Chapter 15

39.3K 3.5K 50
                                    

"Nggak kurang gila tuh lo, Sil? Bisa- biasanya ngatain bos sendiri pecinta batangan!" Pretty tidak berhenti tergelak. Padahal Sisil sudah ketar- ketir. Takut kalau- kalau besok sudah ada surat pemecatan menunggu di mejanya.

"Lo bisa nggak sih, paling enggak empati gitu kek sama gue! Ini gue lagi stress banget gila!" Sisil menyugar rambutnya. Malam ini dia nongkrong di kamar Pretty yang tumben- tumbenan bisa balik cepet.

"Terus, terus tadi lo diapain dong?" Pretty mengedip- ngedipkan matanya. Dasar ganjen!

Ingatan Sisil kembali melayang ke acara jemput Kee tadi siang yang sepertinya mirip main film horor. Sebab suasananya mencekam banget.

Sisil duduk di depan, di samping Dito yang jadi sopir siang itu.
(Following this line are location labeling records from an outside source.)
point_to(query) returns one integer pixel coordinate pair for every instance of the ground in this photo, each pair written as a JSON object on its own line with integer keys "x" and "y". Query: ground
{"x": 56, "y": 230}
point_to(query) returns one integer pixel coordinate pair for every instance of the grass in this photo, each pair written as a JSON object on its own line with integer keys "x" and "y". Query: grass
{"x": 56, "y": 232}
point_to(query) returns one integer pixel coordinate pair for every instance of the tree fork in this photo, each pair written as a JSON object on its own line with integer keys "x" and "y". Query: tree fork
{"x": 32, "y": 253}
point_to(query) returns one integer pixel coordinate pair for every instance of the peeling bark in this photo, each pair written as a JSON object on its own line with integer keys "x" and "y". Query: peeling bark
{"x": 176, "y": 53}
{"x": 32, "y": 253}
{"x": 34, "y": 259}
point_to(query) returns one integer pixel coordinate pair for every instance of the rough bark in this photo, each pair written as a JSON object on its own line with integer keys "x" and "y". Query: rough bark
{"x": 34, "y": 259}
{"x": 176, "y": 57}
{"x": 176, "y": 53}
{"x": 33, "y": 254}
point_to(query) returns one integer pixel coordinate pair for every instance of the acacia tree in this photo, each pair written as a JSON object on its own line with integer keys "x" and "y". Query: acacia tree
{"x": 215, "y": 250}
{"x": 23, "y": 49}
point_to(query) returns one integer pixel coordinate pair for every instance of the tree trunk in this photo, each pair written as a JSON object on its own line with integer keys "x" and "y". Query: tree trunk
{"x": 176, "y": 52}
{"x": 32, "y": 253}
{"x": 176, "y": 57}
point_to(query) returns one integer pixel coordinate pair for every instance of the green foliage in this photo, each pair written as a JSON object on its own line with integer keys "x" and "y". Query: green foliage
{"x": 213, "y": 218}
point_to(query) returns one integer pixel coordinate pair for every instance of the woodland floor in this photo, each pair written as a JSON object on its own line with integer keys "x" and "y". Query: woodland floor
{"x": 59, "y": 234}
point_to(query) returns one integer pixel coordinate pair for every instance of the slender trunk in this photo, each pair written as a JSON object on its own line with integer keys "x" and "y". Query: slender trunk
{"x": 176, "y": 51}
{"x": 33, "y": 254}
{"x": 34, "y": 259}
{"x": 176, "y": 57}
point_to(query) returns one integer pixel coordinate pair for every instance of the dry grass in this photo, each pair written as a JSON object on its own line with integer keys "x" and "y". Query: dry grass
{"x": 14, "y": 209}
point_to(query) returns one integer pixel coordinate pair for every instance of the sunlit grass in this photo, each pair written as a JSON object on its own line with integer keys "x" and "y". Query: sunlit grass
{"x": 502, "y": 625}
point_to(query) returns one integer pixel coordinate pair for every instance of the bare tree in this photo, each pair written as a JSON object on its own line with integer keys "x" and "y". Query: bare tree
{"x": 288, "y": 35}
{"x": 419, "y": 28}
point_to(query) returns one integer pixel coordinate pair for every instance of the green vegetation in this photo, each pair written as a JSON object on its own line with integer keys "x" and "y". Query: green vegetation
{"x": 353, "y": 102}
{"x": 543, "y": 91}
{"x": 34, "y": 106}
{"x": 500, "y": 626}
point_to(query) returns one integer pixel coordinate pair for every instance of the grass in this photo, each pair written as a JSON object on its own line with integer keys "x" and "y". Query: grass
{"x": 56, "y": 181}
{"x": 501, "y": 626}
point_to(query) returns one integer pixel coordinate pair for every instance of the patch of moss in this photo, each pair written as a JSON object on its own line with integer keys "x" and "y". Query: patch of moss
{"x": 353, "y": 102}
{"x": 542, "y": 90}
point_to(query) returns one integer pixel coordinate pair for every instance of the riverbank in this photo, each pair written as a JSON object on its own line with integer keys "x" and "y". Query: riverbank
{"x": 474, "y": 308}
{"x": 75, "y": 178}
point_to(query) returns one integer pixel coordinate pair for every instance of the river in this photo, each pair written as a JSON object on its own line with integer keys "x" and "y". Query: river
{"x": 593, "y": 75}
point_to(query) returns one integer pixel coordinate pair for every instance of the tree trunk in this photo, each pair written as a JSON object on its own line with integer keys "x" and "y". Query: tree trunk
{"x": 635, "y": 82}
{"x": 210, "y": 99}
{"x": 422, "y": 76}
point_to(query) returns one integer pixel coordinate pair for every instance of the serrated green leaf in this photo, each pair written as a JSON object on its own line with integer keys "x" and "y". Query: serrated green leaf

Sementara si bos duduk bagaikan Kaisar yang siap mengeluarkan perintah kapan saja. Mobil itu sesenyap kuburan. Bergerak pun Sisil tidak berani. Bernapas dia takut salah.

Dia memang jarang ketemu si bos, tapi sekalinya ketemu ya kayak begitu. Sebab, Reagan itu beda sama bos- bos di Golden Epona lainnya. Yang lain sih kalau bawahannya kerja nggak bener baru didamprat. Nah, ini senyum saja kayaknya harus ditukar dengan selembar nyawa.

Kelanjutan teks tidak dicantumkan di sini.